Fin des evenements. Courage. J'ai bientot fini. Stephane aussi. Il s'apprete a partir. Il a sa dose et, meme s'il n'a fait que 2 voies, il s'est bien amuse et est content. Bertrand est seche. Il s'est venge du 6b en enchainant en moulinette le 6b+ mais le 6c a eu raison de lui. Fred, comme Steph, se satisfait de 2 voies. Bon. Quelle heure ? Aller. Je vais essayer un 7a. Sur broches. Je rechapperai ainsi facilement. "Tribulacion de gabachos". Hop ! Depart assez teigneux avale. Bien. Repos naturel. Ca devient devers. Premier pas. Ca passe. Les pieds sont bons. Encore un pas pour rejoindre le point. Hop, je monte tout droit ! Oui. Mais non. Je tiens une reglette pourrie main gauche et suis bloque et ne peux partir a droite vers le point. Impasse. La biochimie fait son oeuvre : le bras gauche chauffe. Et ... je plombe. ... Ok. C'est 7a. Au Bauchet. Normal. Pas d'inquietude. ... Non, juste une erreur d'aiguillage : ca passait a droite (decidement) pour prendre de grosses prises sur une colonette. Stephane est toujours la. Ils me motivent. Bon. La, y'a un bon bombe a passer pour aller chercher le point bien haut et a droite. Ptain... C'est loin la. Fred me confirme que ca engage. Ah... "Y'a pas un monodoigt a gauche ?" "Si, si. J'ai prevu de le prendre et d'aller chopper main droite en epaule le bas de la fissure et puis main gauche au-dessus. Y'a l'air d'y avoir des bonnes prises au-dessus." "Oui, voila, c'est ca." Y'a plus qu'a. Hop ! Oui. ... Mais non ! C'est devers, les prises de pied sont soit trop basses soit trop hautes. Je chauffe. Je ? Plombe. Merci, certains suivent, cela fait plaisir. Stephane s'est installe. Bertrand est a l'affut avec son appareil. Le spectacle peut commencer. Je ne detaille plus. Je ressaye. Je replombe. ... Je ressaye. Yes ! J'ai la bonne prise. Oui ? Mais non... Plus de bras. Je plombe... La methode prend forme et donc je monte toujours un peu plus. Mais plombe toujours un peu plus aussi. ... 6eme essai je crois. Prise tenue, pieds montes ! Ca y est. C'est bon, le pas est fait. Oui ! Mais non ? Par securite, je crois que monter mon pied gauche encore plus haut assurera mon equilibre. C'est le contraire. Plomb ! Record battu. Le plomb a eu raison de moi : plus aucune lucidite, je fais n'importe quoi. Les atteintes mentales du saturnisme dont je parlais... Il est temps de laisser tomber. Rechappe. Ciao !

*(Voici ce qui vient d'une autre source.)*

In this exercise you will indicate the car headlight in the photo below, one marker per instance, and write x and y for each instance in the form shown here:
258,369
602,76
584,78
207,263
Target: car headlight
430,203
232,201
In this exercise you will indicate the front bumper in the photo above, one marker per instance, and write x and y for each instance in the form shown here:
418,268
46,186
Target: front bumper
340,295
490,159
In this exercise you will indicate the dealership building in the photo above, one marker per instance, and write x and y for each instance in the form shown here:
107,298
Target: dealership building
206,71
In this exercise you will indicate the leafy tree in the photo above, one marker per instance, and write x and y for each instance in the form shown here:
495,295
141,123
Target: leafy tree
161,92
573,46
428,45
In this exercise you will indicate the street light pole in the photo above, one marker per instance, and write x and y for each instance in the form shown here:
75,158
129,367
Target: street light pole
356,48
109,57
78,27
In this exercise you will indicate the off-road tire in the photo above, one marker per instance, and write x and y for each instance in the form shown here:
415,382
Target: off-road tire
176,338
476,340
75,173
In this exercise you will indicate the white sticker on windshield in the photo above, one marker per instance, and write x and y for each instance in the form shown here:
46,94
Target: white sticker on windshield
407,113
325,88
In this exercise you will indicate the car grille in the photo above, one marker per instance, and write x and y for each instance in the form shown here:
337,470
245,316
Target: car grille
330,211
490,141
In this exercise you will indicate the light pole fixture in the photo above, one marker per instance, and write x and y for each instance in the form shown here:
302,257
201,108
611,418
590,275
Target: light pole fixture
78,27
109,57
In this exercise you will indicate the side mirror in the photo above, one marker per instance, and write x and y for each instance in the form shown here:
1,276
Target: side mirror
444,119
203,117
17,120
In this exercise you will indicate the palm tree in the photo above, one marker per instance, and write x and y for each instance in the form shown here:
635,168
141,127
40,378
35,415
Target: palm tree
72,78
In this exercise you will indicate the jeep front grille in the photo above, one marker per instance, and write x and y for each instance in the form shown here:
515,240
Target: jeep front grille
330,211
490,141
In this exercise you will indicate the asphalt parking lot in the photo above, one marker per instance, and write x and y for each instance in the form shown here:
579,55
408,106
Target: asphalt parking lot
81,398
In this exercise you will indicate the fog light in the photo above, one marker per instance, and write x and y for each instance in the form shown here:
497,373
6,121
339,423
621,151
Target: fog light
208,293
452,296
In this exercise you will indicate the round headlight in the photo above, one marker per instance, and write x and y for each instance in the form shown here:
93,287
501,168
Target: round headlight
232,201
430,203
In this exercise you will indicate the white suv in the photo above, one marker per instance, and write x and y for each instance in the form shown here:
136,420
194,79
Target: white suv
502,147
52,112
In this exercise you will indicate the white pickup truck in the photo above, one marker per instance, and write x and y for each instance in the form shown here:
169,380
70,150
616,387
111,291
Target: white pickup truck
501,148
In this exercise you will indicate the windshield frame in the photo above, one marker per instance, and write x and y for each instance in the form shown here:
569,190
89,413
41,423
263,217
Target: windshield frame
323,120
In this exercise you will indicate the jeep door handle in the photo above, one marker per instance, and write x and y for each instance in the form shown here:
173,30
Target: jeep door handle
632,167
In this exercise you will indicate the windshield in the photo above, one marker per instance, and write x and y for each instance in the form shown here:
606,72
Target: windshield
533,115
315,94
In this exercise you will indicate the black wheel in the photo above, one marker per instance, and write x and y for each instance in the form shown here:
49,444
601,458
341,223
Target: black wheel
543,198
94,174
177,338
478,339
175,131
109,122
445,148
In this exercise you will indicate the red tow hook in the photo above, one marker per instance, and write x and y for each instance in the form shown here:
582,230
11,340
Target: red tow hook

Le Bauchet, c'est beau. Les voies sont continues et belles. Mais il vaut mieux y aller en etant en forme. Reprendre en couennes la n'est pas une tres bonne idee.
Comme rien ne vaut une bonne petite illustration imagee , encore mieux que des photos, voila mon dernier plomb de dimanche. Ou l'on voit :
- qu'il n'y a pas de problemes mais que des solutions : le pas se fait si on se place bien, en particulier les pieds...
- que le saturnisme a des consequences nefastes sur le comportement : un clair manque de lucidite me fait monter bien trop haut ma jambe gauche et reduit ainsi encore plus mon equilibre deja precaire !
- un plomb.
- l'analogie entre le fil a plomb et le grimpeur suspendu a sa corde...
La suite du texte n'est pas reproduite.